On 14/11/17(Tue) 14:42, David Gwynne wrote:
> this replaces the single mbuf_queue and task in struct ifnet with
> a new ifiqueue structure modelled on ifqueues.

The name is confusing, should we rename ifqueues 'ifoqueue' then? 

> the main motivation behind this was to show mpsafe input counters.

I like that you're sharing the whole direction where you're going.
Nice to know we don't need to address input counters :)

> ifiqueues, like ifqueues, allow a driver to configure multiple
> queueus. this in turn allows a driver with multiple rx rings to
> have them queue and account for packets independently.

How does a driver decide to use multiple queues?  Aren't we missing
the interrupt on !CPU0 bits?  Once that's done how do we split traffic?

> ifiq_input generally replaces if_input. if_input now simply queues
> on ifnets builtin ifiqueue (ifp->if_rcv) to support the current set
> of drivers that only configure a single rx context/ring.

So we always use at least `ifp->if_rcv'.  Can't we add an argument to
if_attach_common() rather than adding a new interface?

> ifiq counters are updated and read using the same semantic as percpu
> counters, ie, there's a generation number updated before and after
> a counter update. this means writers dont block, but a reader may
> loop a couple of times waiting for a writer to finish.

Why do we need yet another copy of counters_enter()/leave()?  Something
feels wrong.  I *know* it is not per-CPU memory, but I wish we could do
better.  Otherwise we will end up with per data structure counter API.
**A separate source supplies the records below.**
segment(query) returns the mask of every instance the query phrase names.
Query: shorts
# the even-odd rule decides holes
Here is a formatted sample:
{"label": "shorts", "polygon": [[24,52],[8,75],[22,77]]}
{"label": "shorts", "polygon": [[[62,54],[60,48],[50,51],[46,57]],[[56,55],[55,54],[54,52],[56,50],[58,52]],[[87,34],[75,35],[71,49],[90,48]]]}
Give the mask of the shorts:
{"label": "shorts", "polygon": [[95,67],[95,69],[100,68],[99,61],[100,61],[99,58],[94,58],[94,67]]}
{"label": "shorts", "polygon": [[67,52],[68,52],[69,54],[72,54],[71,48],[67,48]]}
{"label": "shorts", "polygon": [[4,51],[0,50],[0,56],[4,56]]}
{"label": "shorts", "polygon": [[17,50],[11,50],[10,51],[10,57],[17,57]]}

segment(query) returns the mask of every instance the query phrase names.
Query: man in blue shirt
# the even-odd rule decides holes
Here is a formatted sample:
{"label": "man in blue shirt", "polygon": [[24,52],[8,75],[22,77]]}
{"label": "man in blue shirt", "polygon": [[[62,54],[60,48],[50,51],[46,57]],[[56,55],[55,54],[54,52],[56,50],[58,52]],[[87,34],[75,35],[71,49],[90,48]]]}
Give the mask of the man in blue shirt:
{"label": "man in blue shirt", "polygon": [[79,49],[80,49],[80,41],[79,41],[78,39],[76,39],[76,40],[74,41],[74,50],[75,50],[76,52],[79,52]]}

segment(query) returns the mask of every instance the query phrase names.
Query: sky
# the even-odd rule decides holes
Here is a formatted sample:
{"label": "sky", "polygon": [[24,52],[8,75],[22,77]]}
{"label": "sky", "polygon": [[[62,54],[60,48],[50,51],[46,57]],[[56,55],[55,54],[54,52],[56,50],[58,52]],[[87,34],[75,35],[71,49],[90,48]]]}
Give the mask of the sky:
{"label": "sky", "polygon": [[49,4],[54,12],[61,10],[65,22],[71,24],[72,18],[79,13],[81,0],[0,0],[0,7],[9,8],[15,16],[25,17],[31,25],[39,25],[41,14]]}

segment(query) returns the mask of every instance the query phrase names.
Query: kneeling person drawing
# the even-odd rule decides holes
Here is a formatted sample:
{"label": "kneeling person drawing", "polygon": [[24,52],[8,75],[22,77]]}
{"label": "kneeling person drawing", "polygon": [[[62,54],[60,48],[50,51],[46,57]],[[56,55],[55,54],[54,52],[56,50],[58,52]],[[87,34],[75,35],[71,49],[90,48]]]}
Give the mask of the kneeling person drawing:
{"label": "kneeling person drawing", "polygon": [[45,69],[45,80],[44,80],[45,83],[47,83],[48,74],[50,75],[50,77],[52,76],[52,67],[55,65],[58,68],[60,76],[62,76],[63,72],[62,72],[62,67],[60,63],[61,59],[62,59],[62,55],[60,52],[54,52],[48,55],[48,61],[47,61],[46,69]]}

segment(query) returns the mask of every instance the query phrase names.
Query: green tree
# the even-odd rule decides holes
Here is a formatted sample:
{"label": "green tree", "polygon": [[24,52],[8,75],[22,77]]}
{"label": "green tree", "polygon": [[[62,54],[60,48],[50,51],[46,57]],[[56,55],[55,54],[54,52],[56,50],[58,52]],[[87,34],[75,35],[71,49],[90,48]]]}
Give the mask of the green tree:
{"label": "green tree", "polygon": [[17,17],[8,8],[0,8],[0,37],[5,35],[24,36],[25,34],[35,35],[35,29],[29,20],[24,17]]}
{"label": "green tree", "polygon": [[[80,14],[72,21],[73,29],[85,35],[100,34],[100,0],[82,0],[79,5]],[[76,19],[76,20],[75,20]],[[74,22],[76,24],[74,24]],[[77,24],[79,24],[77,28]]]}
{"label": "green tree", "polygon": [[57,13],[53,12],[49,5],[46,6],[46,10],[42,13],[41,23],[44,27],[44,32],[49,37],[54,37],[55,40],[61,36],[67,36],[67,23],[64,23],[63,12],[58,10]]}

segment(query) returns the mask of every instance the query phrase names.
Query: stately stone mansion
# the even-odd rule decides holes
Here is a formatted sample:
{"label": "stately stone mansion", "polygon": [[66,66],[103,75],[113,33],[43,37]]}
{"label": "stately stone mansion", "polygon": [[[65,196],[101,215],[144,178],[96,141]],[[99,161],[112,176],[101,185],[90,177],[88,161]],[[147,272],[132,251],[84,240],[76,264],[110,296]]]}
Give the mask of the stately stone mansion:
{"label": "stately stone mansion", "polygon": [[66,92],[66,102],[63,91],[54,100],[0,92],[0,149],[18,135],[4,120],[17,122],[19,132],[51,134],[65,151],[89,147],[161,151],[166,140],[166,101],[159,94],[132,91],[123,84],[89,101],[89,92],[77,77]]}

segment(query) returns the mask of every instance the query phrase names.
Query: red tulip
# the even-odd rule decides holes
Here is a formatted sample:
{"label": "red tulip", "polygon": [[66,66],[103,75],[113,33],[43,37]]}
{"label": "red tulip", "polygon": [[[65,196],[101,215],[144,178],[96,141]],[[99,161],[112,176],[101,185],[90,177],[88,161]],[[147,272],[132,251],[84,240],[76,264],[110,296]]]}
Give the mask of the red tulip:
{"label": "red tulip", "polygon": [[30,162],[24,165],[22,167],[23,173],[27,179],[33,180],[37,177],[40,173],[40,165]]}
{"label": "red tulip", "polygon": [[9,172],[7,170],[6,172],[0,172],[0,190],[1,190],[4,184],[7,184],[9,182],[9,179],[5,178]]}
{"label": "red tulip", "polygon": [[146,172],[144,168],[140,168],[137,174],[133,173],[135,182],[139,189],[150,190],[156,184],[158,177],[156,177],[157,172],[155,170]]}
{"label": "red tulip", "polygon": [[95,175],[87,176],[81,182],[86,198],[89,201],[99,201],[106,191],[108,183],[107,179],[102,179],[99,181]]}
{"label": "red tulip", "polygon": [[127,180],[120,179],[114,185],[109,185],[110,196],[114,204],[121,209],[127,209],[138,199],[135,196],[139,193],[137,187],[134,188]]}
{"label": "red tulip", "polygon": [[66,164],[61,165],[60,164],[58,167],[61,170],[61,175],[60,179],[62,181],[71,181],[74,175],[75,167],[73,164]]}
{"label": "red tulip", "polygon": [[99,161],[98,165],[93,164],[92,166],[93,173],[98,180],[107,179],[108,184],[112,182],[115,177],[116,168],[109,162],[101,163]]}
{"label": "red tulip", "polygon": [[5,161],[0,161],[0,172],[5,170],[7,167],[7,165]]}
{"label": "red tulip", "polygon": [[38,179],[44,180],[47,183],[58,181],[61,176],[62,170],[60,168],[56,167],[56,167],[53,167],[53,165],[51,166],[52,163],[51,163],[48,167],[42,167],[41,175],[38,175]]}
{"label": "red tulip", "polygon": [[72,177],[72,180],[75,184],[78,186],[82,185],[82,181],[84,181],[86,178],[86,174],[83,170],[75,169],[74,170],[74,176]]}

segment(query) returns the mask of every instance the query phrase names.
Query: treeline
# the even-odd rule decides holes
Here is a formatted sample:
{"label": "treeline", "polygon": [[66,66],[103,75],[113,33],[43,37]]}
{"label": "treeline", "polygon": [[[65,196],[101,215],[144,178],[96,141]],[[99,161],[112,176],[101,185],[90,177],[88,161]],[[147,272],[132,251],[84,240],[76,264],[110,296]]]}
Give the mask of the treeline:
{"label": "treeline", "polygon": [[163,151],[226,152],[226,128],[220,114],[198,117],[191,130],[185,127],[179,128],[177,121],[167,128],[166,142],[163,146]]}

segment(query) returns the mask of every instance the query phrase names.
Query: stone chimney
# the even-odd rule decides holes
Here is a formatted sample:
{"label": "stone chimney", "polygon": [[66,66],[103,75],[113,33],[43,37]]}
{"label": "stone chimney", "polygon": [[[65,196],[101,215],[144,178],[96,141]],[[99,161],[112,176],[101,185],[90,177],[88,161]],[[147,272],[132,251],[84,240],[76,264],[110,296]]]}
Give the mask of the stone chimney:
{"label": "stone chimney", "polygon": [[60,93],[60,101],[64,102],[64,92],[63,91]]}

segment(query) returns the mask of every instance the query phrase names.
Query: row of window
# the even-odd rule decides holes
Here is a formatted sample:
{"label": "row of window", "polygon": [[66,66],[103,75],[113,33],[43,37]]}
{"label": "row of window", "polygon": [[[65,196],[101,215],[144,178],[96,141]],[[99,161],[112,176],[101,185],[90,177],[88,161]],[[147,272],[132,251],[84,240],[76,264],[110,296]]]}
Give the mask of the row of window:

> loop a couple of times waiting for a writer to finish. readers call
> yield(), which causes splasserts to fire if if_getdata is still
> holding the kernel lock.

You mean the NET_LOCK(), well this should be easily removed.  tb@ has a
diff that should go in then you can remove the NET_LOCK()/UNLOCK() dance
around if_getdata().

> ifiq_input is set up to interact with the interface rx ring moderation
> code (ie, if_rxring code). you pass what the current rxr watermark
> is, and it will look at the backlog of packets on that ifiq to
> determine if the ring is producing too fast. if it is, itll return
> 1 to slow down packet reception. i have a later diff that adds
> functionality to the if_rxring bits so a driver can say say a ring
> is livelocked, rather than relying on the system to detect it. so
> drv_rxeof would have the following at the end of it:
> 
>       if (ifiq_input(rxr->ifiq, &ml, if_rxr_cwm(&rxr->rx_ring))
>               if_rxr_livelocked(&rxr->rx_ring);
>       drv_rx_refill(rxr);

This magic it worth discussing in a diff doing only that :)
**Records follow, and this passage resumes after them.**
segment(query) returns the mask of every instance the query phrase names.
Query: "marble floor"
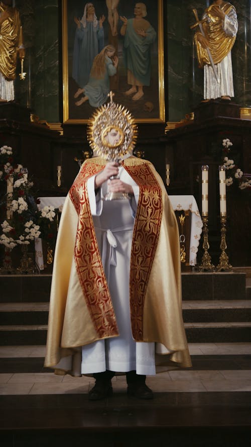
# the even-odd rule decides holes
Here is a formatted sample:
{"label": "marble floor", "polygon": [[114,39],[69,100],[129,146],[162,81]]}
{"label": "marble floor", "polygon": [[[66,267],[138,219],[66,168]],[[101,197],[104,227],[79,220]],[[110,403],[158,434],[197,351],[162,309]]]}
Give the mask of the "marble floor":
{"label": "marble floor", "polygon": [[154,399],[90,402],[92,378],[57,376],[44,346],[0,346],[1,447],[245,447],[251,436],[251,343],[190,343],[193,367],[148,377]]}
{"label": "marble floor", "polygon": [[[0,367],[0,394],[86,394],[88,392],[94,383],[92,378],[56,376],[50,370],[43,369],[45,350],[43,346],[0,347],[2,364]],[[154,392],[251,392],[251,343],[190,343],[189,350],[193,359],[193,368],[177,370],[173,367],[168,372],[164,371],[155,376],[148,377],[147,383]],[[250,356],[250,365],[247,360],[248,356]],[[22,371],[22,369],[21,370],[19,367],[17,367],[17,364],[15,366],[15,359],[18,359],[20,362],[22,358],[26,361],[39,359],[37,371]],[[9,367],[5,363],[5,359],[7,359]],[[239,359],[241,359],[241,361],[238,365]],[[243,359],[246,359],[246,369],[243,364]],[[13,361],[12,363],[11,359]],[[207,364],[205,366],[206,361]],[[231,365],[230,365],[231,362]],[[12,365],[13,371],[11,372]],[[207,366],[209,369],[204,369]],[[197,368],[199,369],[197,369]],[[23,369],[25,369],[24,365]],[[29,367],[28,369],[29,371]],[[112,387],[114,393],[126,392],[127,385],[124,376],[113,378]]]}

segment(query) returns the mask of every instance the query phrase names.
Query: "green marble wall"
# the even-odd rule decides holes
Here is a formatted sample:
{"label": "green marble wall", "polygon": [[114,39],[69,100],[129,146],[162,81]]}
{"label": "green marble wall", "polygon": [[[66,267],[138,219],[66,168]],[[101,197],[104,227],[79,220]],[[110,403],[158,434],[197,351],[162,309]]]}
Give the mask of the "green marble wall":
{"label": "green marble wall", "polygon": [[[124,1],[124,0],[120,0]],[[250,0],[232,0],[239,30],[232,50],[234,101],[251,106]],[[16,0],[23,25],[27,78],[16,81],[17,100],[41,120],[59,122],[62,115],[61,12],[59,0]],[[165,90],[167,121],[179,121],[203,98],[203,70],[193,45],[195,22],[209,0],[163,0]]]}
{"label": "green marble wall", "polygon": [[60,121],[61,98],[57,0],[17,0],[23,27],[26,79],[16,81],[16,99],[39,119]]}
{"label": "green marble wall", "polygon": [[[166,0],[167,35],[166,63],[168,64],[166,94],[168,120],[179,121],[203,99],[203,73],[198,67],[193,45],[195,21],[193,9],[201,18],[209,0]],[[234,102],[251,106],[250,0],[232,0],[238,17],[238,31],[232,50]]]}

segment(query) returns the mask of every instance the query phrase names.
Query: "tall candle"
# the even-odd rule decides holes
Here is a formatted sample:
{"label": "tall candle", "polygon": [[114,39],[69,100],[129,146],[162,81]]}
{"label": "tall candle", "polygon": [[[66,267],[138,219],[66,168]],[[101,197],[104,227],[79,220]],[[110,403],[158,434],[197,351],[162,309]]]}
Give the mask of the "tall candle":
{"label": "tall candle", "polygon": [[221,216],[226,214],[226,167],[224,164],[219,166],[220,211]]}
{"label": "tall candle", "polygon": [[12,211],[11,210],[12,198],[13,194],[13,176],[10,175],[7,180],[7,219],[11,219],[12,217]]}
{"label": "tall candle", "polygon": [[166,183],[167,184],[167,186],[168,186],[170,183],[170,165],[169,163],[167,163],[167,164],[166,164]]}
{"label": "tall candle", "polygon": [[62,167],[61,166],[57,166],[57,185],[58,187],[61,186],[61,174]]}
{"label": "tall candle", "polygon": [[201,198],[202,216],[208,215],[208,166],[203,164],[201,166]]}

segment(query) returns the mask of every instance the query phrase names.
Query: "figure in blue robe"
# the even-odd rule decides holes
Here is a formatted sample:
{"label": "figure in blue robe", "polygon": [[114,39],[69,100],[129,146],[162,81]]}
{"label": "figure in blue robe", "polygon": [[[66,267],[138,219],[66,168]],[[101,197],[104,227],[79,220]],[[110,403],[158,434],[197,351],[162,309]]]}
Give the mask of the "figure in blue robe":
{"label": "figure in blue robe", "polygon": [[110,91],[109,76],[116,74],[118,59],[112,45],[107,45],[95,58],[88,83],[78,92],[84,96],[75,104],[81,106],[87,101],[92,107],[100,107],[107,100]]}
{"label": "figure in blue robe", "polygon": [[[72,77],[81,88],[88,81],[94,58],[104,47],[104,16],[97,19],[92,3],[87,3],[81,20],[77,24],[73,54]],[[74,96],[75,98],[77,96]]]}
{"label": "figure in blue robe", "polygon": [[150,84],[151,45],[156,39],[156,33],[143,18],[147,15],[144,3],[136,4],[134,14],[134,19],[120,17],[123,22],[120,34],[124,37],[123,55],[128,82],[132,85],[126,95],[134,93],[133,100],[138,101],[144,95],[143,86]]}

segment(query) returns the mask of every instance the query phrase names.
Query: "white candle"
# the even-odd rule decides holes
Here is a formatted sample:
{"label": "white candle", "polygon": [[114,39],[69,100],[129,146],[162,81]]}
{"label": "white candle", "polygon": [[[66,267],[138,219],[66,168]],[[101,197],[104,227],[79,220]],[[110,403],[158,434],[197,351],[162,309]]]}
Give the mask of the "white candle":
{"label": "white candle", "polygon": [[226,214],[226,168],[224,164],[219,166],[220,211],[221,216]]}
{"label": "white candle", "polygon": [[204,164],[201,166],[202,185],[201,198],[202,216],[208,215],[208,166]]}
{"label": "white candle", "polygon": [[168,186],[170,183],[170,165],[169,164],[166,164],[166,182],[167,186]]}
{"label": "white candle", "polygon": [[58,187],[60,187],[61,186],[61,173],[62,173],[62,167],[61,166],[57,166],[57,185]]}
{"label": "white candle", "polygon": [[12,197],[13,194],[13,176],[10,175],[7,180],[7,219],[11,219],[12,217],[12,211],[11,210]]}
> ive run with that on a hacked up ix(4) that runs with 8 rx rings,
> and this works pretty well. if you're doing a single stream, you
> see one rx ring grow the number of descs it will handle, but if you
> flood it with a range of traffic you'll see that one ring scale
> down and balance out with the rest of the rings. it turns out you
> can still get reasonable throughput even if the ifiqs are dynamically
> scaling themselves to only 100 packets. however, the interactivity
> of the system improves a lot.

So you're now introducing MCLGETI(9) back with support for multiple
ring.  Nice.

> currently if one interface is being DoSed, it'll end up with 8192
> packet on if_inputqueue. that takes a while to process those packets,
> which blocks the processing of packets from the other interface.
> by scaling the input queues to relatively small counts, softnet can
> service packets frmo other interfaces sooner.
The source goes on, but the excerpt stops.